Without adding sudo nano:
conf_file = /etc/xdg/lxsession/LXDE-pi/autostart

Python
def update_url():
       conf_file= '/etc/xdg/lxsession/LXDE-pi/autostart'
       try:
          with open(conf_file, 'w')as file:
             file.write('@chromium-browser --start-fullscreen --start-maximized https://teams.microsoft.com/')

       except Exception as ex:
          print("Cant write dirctory:",ex)
          return 0
       finally:
           pass


Output:
Python
permission denied: /etc/xdg/lxsession/LXDE-pi/autostart


Adding sudo nano:
conf_file = sudo nano /etc/xdg/lxsession/LXDE-pi/autostart

Python
def update_url():
       conf_file= 'sudo nano /etc/xdg/lxsession/LXDE-pi/autostart'
       try:
          with open(conf_file, 'w')as file:
             file.write('@chromium-browser --start-fullscreen --start-maximized https://teams.microsoft.com/')

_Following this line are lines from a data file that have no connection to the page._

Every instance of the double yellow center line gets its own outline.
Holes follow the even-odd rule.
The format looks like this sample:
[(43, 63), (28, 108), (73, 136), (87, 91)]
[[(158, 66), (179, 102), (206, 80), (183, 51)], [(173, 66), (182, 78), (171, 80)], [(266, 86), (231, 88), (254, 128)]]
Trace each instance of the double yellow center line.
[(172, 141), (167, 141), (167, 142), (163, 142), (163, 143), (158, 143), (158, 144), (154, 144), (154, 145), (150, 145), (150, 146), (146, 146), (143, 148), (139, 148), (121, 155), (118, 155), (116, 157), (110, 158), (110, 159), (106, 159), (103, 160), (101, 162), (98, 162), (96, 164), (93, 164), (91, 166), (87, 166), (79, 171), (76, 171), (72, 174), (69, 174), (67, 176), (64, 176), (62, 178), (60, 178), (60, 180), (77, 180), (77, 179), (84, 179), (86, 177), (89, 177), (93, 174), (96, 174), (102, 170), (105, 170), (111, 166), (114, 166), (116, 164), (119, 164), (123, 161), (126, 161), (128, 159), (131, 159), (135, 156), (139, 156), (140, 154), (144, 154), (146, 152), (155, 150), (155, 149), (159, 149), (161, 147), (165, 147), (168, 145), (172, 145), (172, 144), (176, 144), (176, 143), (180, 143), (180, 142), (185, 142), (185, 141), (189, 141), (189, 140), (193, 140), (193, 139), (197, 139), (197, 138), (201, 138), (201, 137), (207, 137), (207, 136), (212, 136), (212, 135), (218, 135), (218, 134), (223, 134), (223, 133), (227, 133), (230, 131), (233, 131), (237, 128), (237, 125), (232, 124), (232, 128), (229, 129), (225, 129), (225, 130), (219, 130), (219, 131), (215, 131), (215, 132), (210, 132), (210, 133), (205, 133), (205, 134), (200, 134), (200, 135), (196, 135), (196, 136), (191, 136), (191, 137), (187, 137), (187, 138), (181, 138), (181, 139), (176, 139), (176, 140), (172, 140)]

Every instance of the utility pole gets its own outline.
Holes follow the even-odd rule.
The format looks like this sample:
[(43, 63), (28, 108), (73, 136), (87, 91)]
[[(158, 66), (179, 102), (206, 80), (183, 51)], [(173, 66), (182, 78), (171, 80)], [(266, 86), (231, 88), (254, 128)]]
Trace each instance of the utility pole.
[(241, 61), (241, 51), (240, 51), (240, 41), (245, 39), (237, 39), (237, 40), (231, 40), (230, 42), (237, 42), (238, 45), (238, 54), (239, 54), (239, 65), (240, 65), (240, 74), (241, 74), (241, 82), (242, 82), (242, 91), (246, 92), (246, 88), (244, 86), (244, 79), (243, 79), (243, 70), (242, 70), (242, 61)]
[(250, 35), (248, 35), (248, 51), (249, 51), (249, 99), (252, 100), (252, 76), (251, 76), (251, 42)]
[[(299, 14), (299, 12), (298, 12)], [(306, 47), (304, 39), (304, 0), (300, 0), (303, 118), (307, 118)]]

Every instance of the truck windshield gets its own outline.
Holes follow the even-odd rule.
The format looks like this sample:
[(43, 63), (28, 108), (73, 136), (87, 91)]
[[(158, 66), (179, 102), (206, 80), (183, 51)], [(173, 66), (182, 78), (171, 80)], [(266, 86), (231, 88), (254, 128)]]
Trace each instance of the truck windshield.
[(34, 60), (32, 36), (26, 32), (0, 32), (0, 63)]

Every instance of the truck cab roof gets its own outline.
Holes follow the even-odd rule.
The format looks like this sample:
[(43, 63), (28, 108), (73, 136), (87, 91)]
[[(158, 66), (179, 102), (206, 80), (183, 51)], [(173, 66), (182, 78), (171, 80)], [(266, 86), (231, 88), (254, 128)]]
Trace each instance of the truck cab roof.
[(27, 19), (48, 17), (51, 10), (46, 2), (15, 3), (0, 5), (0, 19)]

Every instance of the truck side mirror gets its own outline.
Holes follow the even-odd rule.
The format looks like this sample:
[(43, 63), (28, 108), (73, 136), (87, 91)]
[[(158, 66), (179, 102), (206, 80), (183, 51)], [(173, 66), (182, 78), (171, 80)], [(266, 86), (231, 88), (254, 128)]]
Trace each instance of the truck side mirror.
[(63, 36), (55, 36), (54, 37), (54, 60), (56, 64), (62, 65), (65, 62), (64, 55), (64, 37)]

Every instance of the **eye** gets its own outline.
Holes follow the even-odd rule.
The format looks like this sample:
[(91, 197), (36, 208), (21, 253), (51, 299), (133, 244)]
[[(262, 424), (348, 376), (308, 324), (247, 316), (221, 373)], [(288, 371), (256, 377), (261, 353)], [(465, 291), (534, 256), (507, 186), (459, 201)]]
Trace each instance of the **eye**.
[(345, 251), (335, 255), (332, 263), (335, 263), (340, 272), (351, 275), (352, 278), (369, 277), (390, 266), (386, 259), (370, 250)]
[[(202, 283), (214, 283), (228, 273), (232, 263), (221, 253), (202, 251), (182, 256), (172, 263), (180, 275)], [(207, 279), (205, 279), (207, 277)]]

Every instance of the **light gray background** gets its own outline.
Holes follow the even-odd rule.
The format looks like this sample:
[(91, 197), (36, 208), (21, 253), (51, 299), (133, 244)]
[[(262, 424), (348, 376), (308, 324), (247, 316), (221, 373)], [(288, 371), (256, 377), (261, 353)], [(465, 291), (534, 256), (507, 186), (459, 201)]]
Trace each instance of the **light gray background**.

       except Exception as ex:
          print("Cant write dirctory:",ex)
          return 0
       finally:
           pass


Output:
Python
No such file or directory: sudo nano /etc/xdg/lxsession/LXDE-pi/autostart
Posted
Comments
Richard MacCutchan 20-Mar-22 12:57pm    
That filename is illegal, and you cannot include the "sudo nano" command in a start file. You need to edit your autostart file while in a privileged session. So enter "sudo nano" at the terminal and then try running the Python script. Although you could probably do this faster with a simple editor.
Abisheek Kumar 20-Mar-22 13:00pm    
Thank you for the reply. Sure I will try it.
k5054 20-Mar-22 13:48pm    
See my reply to Richard, RE sudo nano. Another option would be to change the file owner to root andset the suid execute bit on the python script- if python scripts obey the suid permission settings. It's not clear why you'd want to do this from a script, unless you're writing a PI setup/configure script to have an automated way of producing PI's that perform some task, e.g. an info Kiosk, that you need to have several instances of.
k5054 20-Mar-22 13:43pm    
I think you meant just enter "sudo myscript.py" at the terminal. sudo nano will start the nano editor in sudo mode, at which point you'd need to do CTL-T to get a "command to execute" prompt, all of which seems a bit overly complicated.
Richard MacCutchan 20-Mar-22 13:44pm    
Thanks, I wrote that without checking.